A proposta de Orçamento, Grandes Opções do Plano e Mapa de Pessoal para 2018 apresenta um conjunto de medidas que seguem orientações que, no futuro, vão trazer mais prejuízo do que benefício. São aumentos de taxas, impostos diretos e indiretos e outros custos que estão camuflados, mas que foram pensados nesta nova forma de fazer política. Numa situação confortável é possível impor tudo o que se quer, sem ter em conta o que, no passado, defendia e sem mostrar compaixão pelos sacrifícios que foram exigidos.

Neste primeiro orçamento de maioria, apresentado por José Manuel Ribeiro/PS, existem mais aspetos negativos que não podem deixar de ser denunciados.
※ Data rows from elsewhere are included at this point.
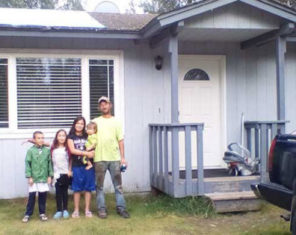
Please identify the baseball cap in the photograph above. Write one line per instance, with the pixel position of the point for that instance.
(103, 98)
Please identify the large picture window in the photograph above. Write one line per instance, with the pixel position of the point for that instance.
(3, 93)
(48, 92)
(101, 80)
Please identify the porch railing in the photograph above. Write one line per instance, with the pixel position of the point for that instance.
(164, 141)
(259, 136)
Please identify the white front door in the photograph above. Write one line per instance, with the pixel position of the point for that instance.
(201, 100)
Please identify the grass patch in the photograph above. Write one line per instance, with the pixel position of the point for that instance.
(163, 204)
(149, 215)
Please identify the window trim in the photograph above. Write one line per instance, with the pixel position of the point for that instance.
(12, 132)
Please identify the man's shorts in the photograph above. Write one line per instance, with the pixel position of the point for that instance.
(83, 180)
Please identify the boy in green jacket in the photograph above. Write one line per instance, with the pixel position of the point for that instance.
(39, 172)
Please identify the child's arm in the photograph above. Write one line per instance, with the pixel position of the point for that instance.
(91, 142)
(77, 151)
(32, 141)
(28, 170)
(91, 147)
(70, 167)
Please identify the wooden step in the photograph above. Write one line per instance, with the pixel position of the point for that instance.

Mesmo advogando que o município está melhor em termos financeiros, os muitos constrangimentos que levaram a justificar a adesão ao Plano de Apoio à Economia Local (PAEL), colocam impedimentos na procura de soluções mais justas e acertadas para resolver os problemas correntes da sua população. Sabemos que a responsabilidade não é apenas do atual executivo, mas, também durante o mandato transato, não houve cuidado em inverter situações que podiam dar um sinal efetivo que o rumo a seguir seria outro.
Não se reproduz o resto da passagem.